Ceci, cela à travers la chronologie non conventionnelle du film, est un moment critique. Adam souffre de graves traumatismes non résolus. Il les aborde par le biais de l’écriture de scénarios, mais le rêve et la réalité ne font bientôt plus qu’un.
Une tranche d’univers où des choses incroyables peuvent se produire, comme l’amour qui surgit de nulle part et les accidents tragiques qui n’arrivent jamais. Adam rencontre ses parents décédés en 1987. Figé dans le temps, Adam tente de leur parler de l’homme qu’il est devenu.
Le film a une fantomatique et surréaliste, à la fois séduisante et effrayante. Cette atmosphère est renforcée par la photographie illusoire qui oscille entre l’irréel et le très réaliste.

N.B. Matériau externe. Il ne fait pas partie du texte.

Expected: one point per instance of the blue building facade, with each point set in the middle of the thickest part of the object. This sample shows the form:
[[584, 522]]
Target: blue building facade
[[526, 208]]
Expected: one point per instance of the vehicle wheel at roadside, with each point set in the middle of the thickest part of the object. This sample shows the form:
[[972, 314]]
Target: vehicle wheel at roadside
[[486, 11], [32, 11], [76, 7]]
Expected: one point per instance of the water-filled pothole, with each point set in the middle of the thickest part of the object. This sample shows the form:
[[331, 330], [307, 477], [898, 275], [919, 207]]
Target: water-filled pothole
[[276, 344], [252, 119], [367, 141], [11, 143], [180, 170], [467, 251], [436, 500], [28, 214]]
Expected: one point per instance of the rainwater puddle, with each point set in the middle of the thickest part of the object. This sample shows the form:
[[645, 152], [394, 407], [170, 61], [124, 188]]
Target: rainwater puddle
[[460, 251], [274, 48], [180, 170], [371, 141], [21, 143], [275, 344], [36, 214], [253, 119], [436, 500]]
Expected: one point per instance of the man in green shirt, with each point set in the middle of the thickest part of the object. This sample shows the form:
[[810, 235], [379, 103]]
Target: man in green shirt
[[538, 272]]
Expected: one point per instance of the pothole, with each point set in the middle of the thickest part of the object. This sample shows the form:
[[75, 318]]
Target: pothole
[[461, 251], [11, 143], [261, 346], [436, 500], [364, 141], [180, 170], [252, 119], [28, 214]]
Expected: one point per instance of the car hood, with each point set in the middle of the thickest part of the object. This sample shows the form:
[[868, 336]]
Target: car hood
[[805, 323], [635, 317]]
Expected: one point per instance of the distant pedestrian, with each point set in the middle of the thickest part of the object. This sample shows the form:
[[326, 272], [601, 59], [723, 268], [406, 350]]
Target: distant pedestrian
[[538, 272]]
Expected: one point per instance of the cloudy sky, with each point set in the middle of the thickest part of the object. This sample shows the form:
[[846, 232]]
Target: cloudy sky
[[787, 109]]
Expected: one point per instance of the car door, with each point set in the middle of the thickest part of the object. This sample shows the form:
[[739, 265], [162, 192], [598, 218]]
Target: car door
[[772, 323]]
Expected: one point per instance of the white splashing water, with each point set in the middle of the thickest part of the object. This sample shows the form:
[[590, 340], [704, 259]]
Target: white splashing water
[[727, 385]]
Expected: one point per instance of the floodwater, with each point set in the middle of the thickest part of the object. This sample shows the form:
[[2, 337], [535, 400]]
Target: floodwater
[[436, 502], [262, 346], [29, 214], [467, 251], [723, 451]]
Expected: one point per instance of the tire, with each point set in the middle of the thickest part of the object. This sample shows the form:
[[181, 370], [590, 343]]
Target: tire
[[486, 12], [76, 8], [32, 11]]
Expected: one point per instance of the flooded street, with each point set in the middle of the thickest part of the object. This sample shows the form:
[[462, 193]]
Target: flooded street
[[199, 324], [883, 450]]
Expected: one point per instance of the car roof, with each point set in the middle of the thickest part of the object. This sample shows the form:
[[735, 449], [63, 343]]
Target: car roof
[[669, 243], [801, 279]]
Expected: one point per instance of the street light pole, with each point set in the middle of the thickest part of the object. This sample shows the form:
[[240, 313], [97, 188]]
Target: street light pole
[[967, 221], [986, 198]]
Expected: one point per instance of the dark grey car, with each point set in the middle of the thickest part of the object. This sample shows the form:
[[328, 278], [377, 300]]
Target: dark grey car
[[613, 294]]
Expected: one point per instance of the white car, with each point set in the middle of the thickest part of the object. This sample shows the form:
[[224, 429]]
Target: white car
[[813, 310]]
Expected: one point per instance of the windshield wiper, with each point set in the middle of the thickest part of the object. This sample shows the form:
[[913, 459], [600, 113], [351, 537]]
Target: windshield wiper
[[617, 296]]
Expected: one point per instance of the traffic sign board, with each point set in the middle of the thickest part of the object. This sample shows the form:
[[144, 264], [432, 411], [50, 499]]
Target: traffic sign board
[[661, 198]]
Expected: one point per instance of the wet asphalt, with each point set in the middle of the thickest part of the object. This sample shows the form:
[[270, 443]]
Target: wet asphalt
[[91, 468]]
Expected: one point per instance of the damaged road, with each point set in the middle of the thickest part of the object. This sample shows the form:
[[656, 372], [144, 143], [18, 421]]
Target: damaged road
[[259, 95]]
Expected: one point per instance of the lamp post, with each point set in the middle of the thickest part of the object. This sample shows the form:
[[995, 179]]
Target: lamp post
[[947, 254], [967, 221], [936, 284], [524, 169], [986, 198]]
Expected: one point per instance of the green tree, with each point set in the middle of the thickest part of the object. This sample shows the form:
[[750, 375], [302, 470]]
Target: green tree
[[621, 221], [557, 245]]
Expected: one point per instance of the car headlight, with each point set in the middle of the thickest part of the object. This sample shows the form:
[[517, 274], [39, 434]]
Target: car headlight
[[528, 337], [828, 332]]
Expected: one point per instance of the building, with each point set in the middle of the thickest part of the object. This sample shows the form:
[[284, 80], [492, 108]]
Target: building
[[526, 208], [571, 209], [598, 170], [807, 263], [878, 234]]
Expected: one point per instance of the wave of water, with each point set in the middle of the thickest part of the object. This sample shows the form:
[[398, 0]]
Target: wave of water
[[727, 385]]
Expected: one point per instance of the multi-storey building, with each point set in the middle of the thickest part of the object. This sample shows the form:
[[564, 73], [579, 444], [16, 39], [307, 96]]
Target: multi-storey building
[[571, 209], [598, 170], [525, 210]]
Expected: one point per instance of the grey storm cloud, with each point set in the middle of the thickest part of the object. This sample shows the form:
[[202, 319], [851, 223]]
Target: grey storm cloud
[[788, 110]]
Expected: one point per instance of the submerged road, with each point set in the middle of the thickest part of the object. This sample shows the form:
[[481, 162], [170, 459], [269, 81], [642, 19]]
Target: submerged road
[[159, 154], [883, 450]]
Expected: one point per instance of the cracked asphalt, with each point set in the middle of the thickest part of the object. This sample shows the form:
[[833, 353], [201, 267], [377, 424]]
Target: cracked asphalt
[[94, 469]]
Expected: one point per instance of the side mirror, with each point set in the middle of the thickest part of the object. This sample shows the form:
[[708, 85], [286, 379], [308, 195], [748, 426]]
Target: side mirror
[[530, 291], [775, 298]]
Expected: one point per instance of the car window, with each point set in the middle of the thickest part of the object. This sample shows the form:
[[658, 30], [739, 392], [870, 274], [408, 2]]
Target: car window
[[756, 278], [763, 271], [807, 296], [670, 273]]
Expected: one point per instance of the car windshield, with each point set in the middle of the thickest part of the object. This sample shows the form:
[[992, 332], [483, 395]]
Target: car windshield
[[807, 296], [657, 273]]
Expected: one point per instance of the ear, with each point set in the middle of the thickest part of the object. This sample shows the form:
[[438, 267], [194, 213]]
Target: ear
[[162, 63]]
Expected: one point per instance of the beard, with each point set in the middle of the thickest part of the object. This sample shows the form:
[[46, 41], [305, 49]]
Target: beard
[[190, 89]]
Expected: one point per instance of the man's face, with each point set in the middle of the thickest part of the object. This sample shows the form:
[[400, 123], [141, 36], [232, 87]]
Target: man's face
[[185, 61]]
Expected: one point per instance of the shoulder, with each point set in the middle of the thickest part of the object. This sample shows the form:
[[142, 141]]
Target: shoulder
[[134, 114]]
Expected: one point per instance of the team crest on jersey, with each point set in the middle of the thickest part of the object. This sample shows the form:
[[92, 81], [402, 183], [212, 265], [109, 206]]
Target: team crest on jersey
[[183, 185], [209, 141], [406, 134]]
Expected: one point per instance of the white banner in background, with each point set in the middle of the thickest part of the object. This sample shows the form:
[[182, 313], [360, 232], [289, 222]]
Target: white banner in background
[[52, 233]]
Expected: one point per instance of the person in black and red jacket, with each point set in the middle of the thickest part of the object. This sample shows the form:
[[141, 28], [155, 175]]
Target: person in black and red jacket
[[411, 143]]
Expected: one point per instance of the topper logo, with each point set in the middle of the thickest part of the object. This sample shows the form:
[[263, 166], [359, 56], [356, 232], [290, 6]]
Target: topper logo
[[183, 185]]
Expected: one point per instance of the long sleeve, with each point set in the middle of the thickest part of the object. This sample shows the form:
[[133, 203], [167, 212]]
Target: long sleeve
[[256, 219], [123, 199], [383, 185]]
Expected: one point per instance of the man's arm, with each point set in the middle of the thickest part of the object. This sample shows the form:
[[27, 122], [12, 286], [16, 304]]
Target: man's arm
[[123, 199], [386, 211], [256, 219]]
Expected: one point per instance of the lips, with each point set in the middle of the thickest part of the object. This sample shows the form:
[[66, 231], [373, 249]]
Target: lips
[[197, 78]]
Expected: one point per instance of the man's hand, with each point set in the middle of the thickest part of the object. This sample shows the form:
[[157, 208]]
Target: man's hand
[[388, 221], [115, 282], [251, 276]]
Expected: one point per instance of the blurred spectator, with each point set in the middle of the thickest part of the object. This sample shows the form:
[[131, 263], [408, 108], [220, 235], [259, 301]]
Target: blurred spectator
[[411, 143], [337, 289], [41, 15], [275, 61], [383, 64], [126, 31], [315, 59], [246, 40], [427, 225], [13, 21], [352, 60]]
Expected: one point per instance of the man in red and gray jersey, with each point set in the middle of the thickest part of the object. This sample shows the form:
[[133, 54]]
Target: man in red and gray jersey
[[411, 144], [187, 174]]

Le mot « sensuel » est souvent considéré comme un gros mot, mais avec un film aussi sensuel que celui-ci, il doit être mis en avant, ainsi qu’une réflexion silencieuse sur le fait qu’il est libérateur de voir des scènes de sexe magnifiquement réalistes avec des plaisanteries, des tâtonnements et une timidité soudaine. Comme cela peut être le cas lorsque vous avez tellement envie d’intimité que vous en avez peur.
Mais il y a des sauts dans le temps, les histoires de fantômes et les scènes de rêve sont des formes d’art difficiles à maîtriser, tout comme les histoires entièrement fondées sur l’émotion. Par moments, « All of us strangers » est douloureusement beau. Des rayons de soleil dorés jouent sur le visage d’un amant dans un monde pour deux. L’occasion de dire ce que l’on n’a jamais pu dire. Le désir d’être rassuré sur le fait que la vie peut continuer.

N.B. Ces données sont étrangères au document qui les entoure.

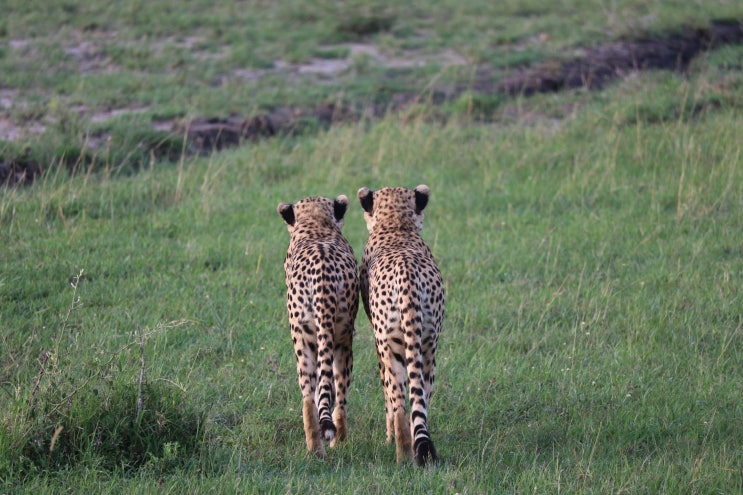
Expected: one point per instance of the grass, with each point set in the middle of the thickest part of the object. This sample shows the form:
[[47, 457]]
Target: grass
[[591, 247]]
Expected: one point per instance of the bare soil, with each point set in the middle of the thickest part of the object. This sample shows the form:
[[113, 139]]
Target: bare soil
[[598, 67]]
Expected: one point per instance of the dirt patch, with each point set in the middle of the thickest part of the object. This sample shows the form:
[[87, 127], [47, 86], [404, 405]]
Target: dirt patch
[[600, 66], [20, 172], [603, 64], [595, 70]]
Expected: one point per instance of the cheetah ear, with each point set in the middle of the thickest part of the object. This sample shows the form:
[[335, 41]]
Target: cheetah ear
[[366, 198], [286, 210], [422, 194], [340, 205]]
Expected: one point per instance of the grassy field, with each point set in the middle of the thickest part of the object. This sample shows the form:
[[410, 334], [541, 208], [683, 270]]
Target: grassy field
[[590, 243]]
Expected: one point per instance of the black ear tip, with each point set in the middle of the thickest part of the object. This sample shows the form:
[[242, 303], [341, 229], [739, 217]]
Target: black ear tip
[[340, 205], [286, 210], [366, 198], [422, 193]]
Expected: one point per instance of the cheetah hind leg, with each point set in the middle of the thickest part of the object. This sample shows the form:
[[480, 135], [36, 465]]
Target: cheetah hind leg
[[403, 438], [312, 428], [340, 428]]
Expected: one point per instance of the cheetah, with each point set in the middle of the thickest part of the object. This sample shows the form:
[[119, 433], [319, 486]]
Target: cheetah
[[403, 296], [322, 299]]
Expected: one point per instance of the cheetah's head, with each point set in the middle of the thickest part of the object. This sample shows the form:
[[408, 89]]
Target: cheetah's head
[[314, 212], [397, 208]]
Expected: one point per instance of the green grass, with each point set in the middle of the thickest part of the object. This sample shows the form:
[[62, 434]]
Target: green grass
[[590, 244]]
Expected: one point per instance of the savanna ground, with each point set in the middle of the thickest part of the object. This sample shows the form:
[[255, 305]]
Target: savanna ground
[[585, 166]]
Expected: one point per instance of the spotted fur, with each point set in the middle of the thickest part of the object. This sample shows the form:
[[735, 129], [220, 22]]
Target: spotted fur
[[322, 299], [403, 297]]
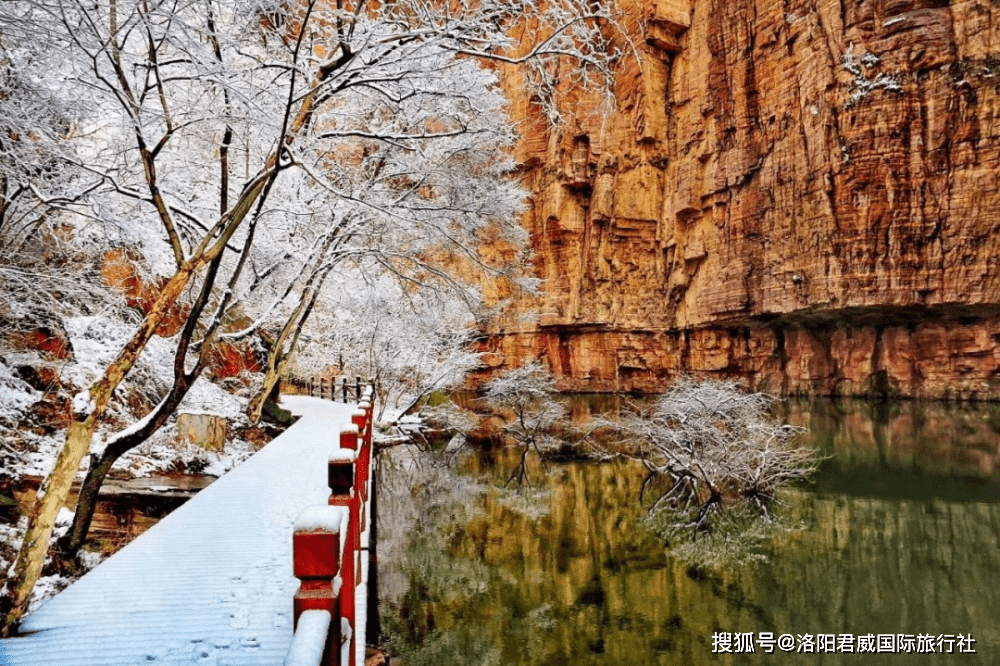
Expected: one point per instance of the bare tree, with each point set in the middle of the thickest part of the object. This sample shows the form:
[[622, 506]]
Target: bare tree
[[205, 123], [525, 396], [713, 446]]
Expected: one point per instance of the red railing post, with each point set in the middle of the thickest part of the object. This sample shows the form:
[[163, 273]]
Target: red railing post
[[343, 479], [316, 553]]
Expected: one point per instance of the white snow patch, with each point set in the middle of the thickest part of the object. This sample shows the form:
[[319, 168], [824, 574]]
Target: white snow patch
[[208, 398], [96, 340], [64, 520], [343, 455], [310, 639], [323, 517]]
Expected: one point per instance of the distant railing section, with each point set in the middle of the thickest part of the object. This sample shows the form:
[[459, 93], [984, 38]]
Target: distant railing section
[[323, 387], [333, 554]]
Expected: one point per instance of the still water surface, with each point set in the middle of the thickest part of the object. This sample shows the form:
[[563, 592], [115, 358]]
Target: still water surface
[[899, 533]]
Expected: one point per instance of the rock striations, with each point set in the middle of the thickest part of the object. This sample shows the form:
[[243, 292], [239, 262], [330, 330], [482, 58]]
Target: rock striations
[[805, 194]]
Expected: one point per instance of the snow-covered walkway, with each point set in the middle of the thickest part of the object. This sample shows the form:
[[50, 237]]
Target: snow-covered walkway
[[211, 583]]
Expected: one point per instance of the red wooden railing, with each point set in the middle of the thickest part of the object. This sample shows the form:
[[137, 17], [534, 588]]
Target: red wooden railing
[[332, 553], [324, 387]]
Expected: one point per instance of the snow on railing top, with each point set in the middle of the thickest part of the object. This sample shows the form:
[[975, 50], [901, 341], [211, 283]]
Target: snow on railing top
[[328, 550], [310, 636], [206, 582]]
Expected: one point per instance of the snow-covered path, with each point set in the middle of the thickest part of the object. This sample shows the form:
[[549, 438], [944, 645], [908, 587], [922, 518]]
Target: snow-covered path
[[212, 582]]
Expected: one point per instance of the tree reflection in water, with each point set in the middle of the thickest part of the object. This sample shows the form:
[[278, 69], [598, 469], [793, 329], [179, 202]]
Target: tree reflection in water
[[900, 534]]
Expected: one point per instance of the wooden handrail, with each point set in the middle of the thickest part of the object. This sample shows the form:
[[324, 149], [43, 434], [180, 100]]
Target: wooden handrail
[[329, 544]]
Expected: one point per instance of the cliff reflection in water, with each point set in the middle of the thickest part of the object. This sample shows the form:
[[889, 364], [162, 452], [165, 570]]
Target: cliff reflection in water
[[901, 534]]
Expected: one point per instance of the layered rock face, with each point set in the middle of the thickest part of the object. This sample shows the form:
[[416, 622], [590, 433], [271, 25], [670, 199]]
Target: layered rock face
[[805, 194]]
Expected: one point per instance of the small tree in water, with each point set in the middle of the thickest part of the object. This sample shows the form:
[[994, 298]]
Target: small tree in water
[[527, 392], [711, 447]]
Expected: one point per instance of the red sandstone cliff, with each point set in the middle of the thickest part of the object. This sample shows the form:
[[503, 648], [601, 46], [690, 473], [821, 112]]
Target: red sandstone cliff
[[803, 193]]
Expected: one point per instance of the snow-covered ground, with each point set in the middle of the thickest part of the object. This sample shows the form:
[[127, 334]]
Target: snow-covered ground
[[212, 582]]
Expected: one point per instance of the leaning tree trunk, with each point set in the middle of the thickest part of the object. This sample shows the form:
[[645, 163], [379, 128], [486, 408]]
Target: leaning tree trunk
[[41, 522]]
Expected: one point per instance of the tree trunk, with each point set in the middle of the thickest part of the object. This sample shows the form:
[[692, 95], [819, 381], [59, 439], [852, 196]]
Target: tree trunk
[[31, 558]]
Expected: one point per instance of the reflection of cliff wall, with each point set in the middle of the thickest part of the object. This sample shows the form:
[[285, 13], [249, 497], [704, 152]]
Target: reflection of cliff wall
[[926, 438], [607, 597], [801, 193]]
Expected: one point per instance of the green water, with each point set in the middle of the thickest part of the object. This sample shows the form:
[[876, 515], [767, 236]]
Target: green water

Mais parfois cela devient « trop », dans le sens où le traumatisme, la solitude, la tragédie et la spirale vers les ténèbres de la psyché ne s’arrêtent jamais de tourner. Il n’y a pas de répit, pas de grâce. Mais il en va de même pour le deuil.
Erik est né et a grandi à Stockholm, en Suède, où il a passé la majeure partie de sa vie avant de venir vivre en France en 2018. Il est de langue maternelle suédoise et parle couramment francais. Il a obtenu un diplôme en communication et marketing à l’Université de Stockholm. Passioné par les voyages et la culture Suédoise, il aime partager les infos et valeurs de la Suède.